Март 637 года. Константинополь.

— За что тебя сюда сослали, бедолага? — сочувственно спросил напарник у Сигурда. — Ты же самой госпоже служишь! Это все знают!

— Это все бобы! — обреченно повесил голову Сигурд. — У меня от бобов всегда брюхо пучить. А госпоже не нравится вот. Говорит, глупый деревенщина я. А что в этом плохо есть? Мне что, ветры в себе держать? У нас в Дании это дело обычный, никто косо не смотреть. У нас там свободный страна. Каждый пердеть, когда его душа просить. И для здоровья полезно есть, и в доме куда теплей, если вся семья бобы есть. У нас в доме больше двадцать человек жить. И коровы, и свиньи, и очагов пять штук. И дядя Бьёрн еще… Это все так вонять, что бобы даже не заметить никто. Я недолго тут быть, госпожа скоро простить меня. Я ей много лет служить. Она добрый, она ко мне привыкнуть уже.

Напарник как-то странно посмотрел на Сигурда, но не сказал ничего. Дан был единственным человеком на свете, который считал доброй императрицу Мартину, которую весь остальной Константинополь проклинал. Ее высокомерие и жестокость, вдобавок к кровосмесительному браку сделали ее самой ненавидимой из всех жен императоров за тысячу лет существования Восточного Рима.
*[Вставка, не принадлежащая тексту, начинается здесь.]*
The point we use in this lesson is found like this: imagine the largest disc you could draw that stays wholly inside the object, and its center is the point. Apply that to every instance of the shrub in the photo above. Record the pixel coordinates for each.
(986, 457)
Тюрьму, которая расположилась в необъятном подвале Большого Дворца, охраняли одни неудачники. Почетна была служба во дворце, да только тогда, когда красивый, завитой схоларий в алом плаще и с непременной золотой цепью на шее охраняет императорский выезд. Завистливые взгляды молодок прожигали дыру в таком бравом молодце, заплатившем немалые деньги за право получить эту непыльную службу. Как боевая сила схоларии были полным нулем, но, к счастью, императоров еще окончательно не покинул разум, и реальную службу по охране государей нес полк мечников, которых называли экскубиторами. Пять тысяч горцев-исавров с оружием обращались довольно лихо, и бойцами были умелыми. И, как водится в жизни, где, как известно, нет справедливости, получали исавры куда меньше, чем красавцы-схоларии.

Вот такой вот горец, который еще пару лет назад пас коз в горах Анатолии, сидел напротив Сигурда и, развесив уши, слушал его рассказы про дальние земли, славные битвы и злосчастные бобы, из-за которых такого знаменитого воина отправили сторожить пленников в подвале. Нести службу, нюхая всю стражу вонь факелов и немытые годами тела, что сидели за дубовыми дверями, было довольно тоскливо, а потому волей-неволей парни сдружились.

— Я спать, ты сторожить, — сказал Сигурд напарнику. — Потом я сторожить, ты спать.

— Не положено, — воровато оглянулся воин. — Десятник увидит, шкуру спустит.

— А ты сказать, что я замки проверить, — посоветовал ему Сигурд. — Ты громко сказать, я услышать и проснуться.

— Ты голова! — просиял мечник. — Ложись, а я потом. Куда они отсюда денутся?

Десятник в ту ночь не пришел. Да и как бы он пришел, если к нему заявился сам полусотник с кувшином вина, и они засиделись до утра. И впрямь, парни на посту опытные. Чего их проверять лишний раз.

Горец захрапел, улегшись на топчан в свободной камере, а Сигурд пошел дальше по коридору, где сидел тот, чью жизнь он должен взять по приказу своей госпожи. Он отодвинул засов и приоткрыл дверь, поморщившись от потока спертого воздуха, царившего в крошечной клетушке. Там не было окна, и не было воды, чтобы умыться. Там вообще не было ничего, кроме топчана и ведра, которое уносили раз в день. Есть и пить давали тоже раз в день, а свет проникал сюда из маленького отверстия в двери, куда падали блики факелов. Впрочем, на стене еще висела икона. И именно общением с господом занимались здешние узники, пока окончательно не сходили с ума. Немногие выходили отсюда, если только их родня не вымаливала прощение у мстительных императоров. Или не покупала его…

— Проклятье! — даже тусклый свет масляной лампы, который ворвался в камеру, ослепил несчастного узника, который привычно зажмурил глаза и прикрыл их рукой.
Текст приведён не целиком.